How thankful I was for Joni Ereckson Tada’s words in the most recent edition of Christianity Today Magazine. Most people are familiar with Tada’s story of a teenage diving accident that left her paralyzed when she was only 17. Now 60 years old, Tada is 10 years into a battle with chronic pain and a few months into a breast cancer diagnosis. She’s released a book I want to read, A Place of Healing: Wrestling with the Mysteries of Suffering, Pain, and God’s Sovereignty.

The interview is powerful. Perhaps these words from Joni Eareckson Tada will challenge you as they have challenged me: “I keep thinking about I Peter 2:21: ‘To these hardships you were called because Christ suffered for you, leaving you an example that you should follow in his steps.’ Those steps most often lead Christians nto to miraculous, divine interventions but direclty into the fellowship of suffering. In a way, I’ve been drawn closer to the Savior, even with this breast cancer. There are things about his character that I wasn’t seeing a year ago or even six months ago. That tells me that I’m still growing and being transformed. I Peter 2:21 is a good rule of thumb for any Christian struggling to understand God’s purposes in hardship.”

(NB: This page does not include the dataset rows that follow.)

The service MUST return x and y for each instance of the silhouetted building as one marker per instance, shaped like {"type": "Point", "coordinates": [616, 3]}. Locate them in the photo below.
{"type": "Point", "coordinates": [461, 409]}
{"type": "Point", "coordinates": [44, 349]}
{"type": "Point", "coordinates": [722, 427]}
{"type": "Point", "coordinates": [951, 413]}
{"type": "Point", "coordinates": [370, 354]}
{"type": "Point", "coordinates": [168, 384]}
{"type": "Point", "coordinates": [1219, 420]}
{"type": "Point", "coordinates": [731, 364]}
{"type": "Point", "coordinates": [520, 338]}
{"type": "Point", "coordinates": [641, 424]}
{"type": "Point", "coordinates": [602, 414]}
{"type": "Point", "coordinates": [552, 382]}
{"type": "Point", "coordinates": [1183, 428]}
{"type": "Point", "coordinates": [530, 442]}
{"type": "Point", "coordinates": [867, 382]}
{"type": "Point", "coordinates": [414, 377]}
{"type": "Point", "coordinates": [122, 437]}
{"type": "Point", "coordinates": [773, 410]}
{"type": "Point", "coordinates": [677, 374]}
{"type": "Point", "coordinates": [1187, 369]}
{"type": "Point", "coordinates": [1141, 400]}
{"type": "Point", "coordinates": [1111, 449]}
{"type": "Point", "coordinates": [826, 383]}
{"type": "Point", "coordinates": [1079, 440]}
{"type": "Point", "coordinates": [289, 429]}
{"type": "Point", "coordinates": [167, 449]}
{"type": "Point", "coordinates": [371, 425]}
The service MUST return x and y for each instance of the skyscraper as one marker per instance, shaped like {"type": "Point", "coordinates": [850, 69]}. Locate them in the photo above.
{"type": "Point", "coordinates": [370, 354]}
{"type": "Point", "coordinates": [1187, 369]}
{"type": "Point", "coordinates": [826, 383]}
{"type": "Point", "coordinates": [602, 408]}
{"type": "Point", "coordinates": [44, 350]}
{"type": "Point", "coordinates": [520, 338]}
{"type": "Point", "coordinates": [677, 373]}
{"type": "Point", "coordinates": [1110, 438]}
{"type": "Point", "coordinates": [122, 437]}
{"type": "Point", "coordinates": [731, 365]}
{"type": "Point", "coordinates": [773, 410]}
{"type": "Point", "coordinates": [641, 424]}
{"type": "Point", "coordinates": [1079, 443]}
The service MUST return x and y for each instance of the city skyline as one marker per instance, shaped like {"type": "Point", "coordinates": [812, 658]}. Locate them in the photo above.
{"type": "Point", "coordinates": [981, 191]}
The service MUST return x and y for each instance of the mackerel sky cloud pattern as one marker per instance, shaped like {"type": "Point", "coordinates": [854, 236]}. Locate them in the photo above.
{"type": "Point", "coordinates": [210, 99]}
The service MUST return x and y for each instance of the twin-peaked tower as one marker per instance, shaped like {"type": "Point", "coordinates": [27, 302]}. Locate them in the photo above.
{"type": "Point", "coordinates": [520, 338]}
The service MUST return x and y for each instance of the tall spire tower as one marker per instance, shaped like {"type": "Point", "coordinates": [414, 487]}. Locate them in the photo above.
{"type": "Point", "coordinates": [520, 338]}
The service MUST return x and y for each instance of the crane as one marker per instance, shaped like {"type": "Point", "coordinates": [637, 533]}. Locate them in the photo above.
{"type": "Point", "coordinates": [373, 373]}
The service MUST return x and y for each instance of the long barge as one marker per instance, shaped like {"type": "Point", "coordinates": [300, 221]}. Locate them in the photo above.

5 thoughts on “Perspective On Suffering. . . .

  1. I Peter 2:21:”To these hardships you were called because Christ suffered for you…”

    Say what? With all due respect to Peter, we are not called to hardships due to Christ’s suffering. This is not a tit-for-tat scenario. My Bible readings teach that we are called to hardships due to Adam’s disobedience to God’s instructions in the Garden of Eden. Also, how would Peter then be able to explain all the hardships in the world prior to Christ’s suffering?

    Confused as usual.

    Walt, you never lack for courage. Highlighting the SKYY vodka ad was the right thing to do, although it took me forever to see why you were upset with it. I am so naive.

  2. Nate, I hope you see this. I forgot to thank you for your words of advice and support on Sept. 16, 2010. They are very meaningful to me.

  3. Thanks again for the encouragement, Walt… Sometimes I can get so bogged down in my parents’ divorce that I forget about the suffering of others, or worse, the suffering of Christ. I get so enmeshed in my anger about the situation that I fail to remember that God is in fact working through this, and that he is using this hard time to break my idols of family and of myself so that I can entirely depend on Him. Thanks.

  4. Stephanie, I think the 1 Peter verse speaks more to our response to suffering than it does to the cause of our sufferings. The second part of the verse clears up the confusion from the first part: “leaving you an example that you should follow in his steps.” There’s no question that we live in a fallen and broken world, where the effects of sin continue to seep into every aspect of life. Even God Himself as Jesus Christ was not immune to that truth; Jesus said, “In this world you will have trouble” (John 16:33). Because of our faith in Him, our response to the hardship must be like His: resolute faith and determination to do the Father’s will.